Verses 19,20 have Paul dealing with the problem of how God could blame us for sinning when he leads us to it. Paul says those who see the problem are not mistaken for God does this but he answers that God can do as he wishes with us like potters can do what they want with the clay. And then he relates this to eternal perdition and eternal glory so he is talking about predestination with a capital P as distinct from predestination to merely temporal things. There is no hint in the chapter that the alternative interpretation, that God fixes your life and gives you things in this world without regard to good works or man’s will, is correct. The chapter speaks of spiritual gifts and salvation. Catholics say that it is up to each person and not God if they will be saved or not. Since free will is geared towards good and sin being only a misperceived good it follows that God can force a person to be saved without removing free will. They should believe in predestination for it follows from the doctrine of God. It impugns his goodness and that is the only problem but you can’t believe in God without doing that anyway.

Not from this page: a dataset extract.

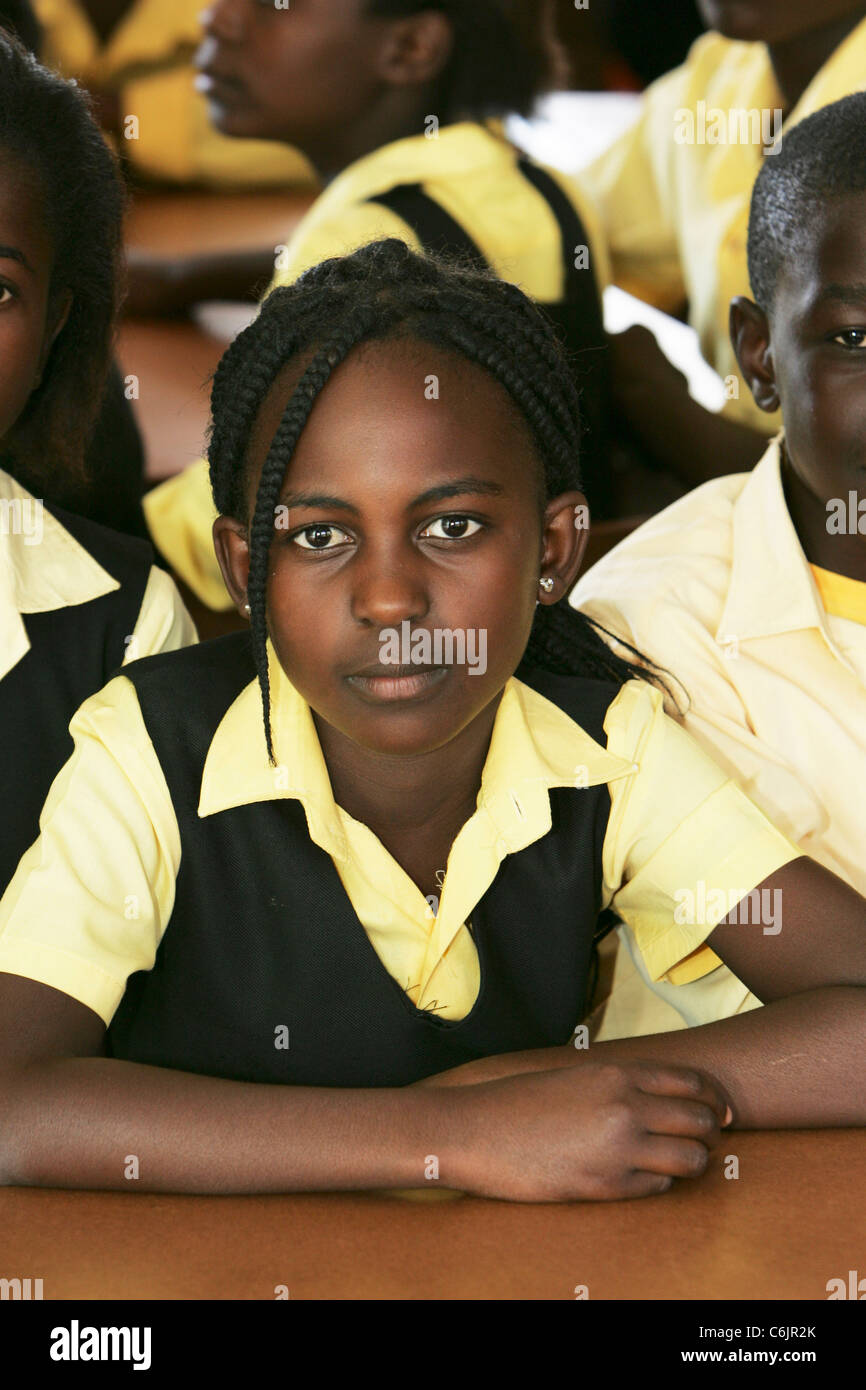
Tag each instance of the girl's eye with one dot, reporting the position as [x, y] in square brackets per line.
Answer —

Verses 22,23 say that God made some people for destruction and to show his wrath and made others to show his mercy which he gives them in preparation for their glory. He means final loss of salvation by destruction and means salvation to glory. The Calvinists are right for this is how Paul concludes the argument and the point he is trying to make about Esau, Jacob and Pharaoh. God blessing Jacob most in this world would not show God’s salvation for God gave many people great blessings on earth and they lost their souls and were evil. Jesus often said that the rich will be the worst off. So these verses prove that Paul meant that God shows his salvation by admitting into Heaven and his wrath by rejecting those who die unfit for Heaven.

The Catholic and Arminian claim that Romans 9 just says that God gives everybody born into this world a different kind of life. Some will be healthy. Some will be ill. Some will have wealth and others will not. But would Paul really have had to argue so much and even quote the Bible to teach that? Everybody believed in those days that no two lives were equally blessed and that goodness does not guarantee a happy life – they could see it happening all the time. They also believed that there was a divine purpose for all this. Paul was not arguing about what there was no argument about. The only way to interpret him is to take him as meaning the only thing else he could have meant, that unconditional election is true.
Romans 9 is about salvation in Heaven for verses 1-5 have Paul lamenting that the Jews are unsaved and estranged from God and Christ. It is not about national blessings but about salvation and their bad spiritual condition.

Verses 22 and 23 speaks of those who are not predestined to salvation as being vessels of divine anger being prepared for destruction. The destruction is apoleian meaning it is the reverse of eternal salvation.

Some hope that Romans 9 is about the salvations of groups or religions rather than the salvation of people. They hope that if a religion is damned that this damnation may not refer to individual members. But there is no hint that Paul severs the individuals making the groups from the groups.

Romans 9 teaches that if there is eternal damnation, then God picks some people to face it and they can do nothing to avoid it.

CONCLUSION

The doctrine certainly shows that free will if it exists cannot overrule God.  God is sovereign.  It rules out any real power for priests and gives all power to God.  It means you can be holy and still destined for Hell for salvation is not your choice but God's.  It sees free will as a programmed thing which is why it says you do choose Heaven but that is only an outworking of the choice God has already made.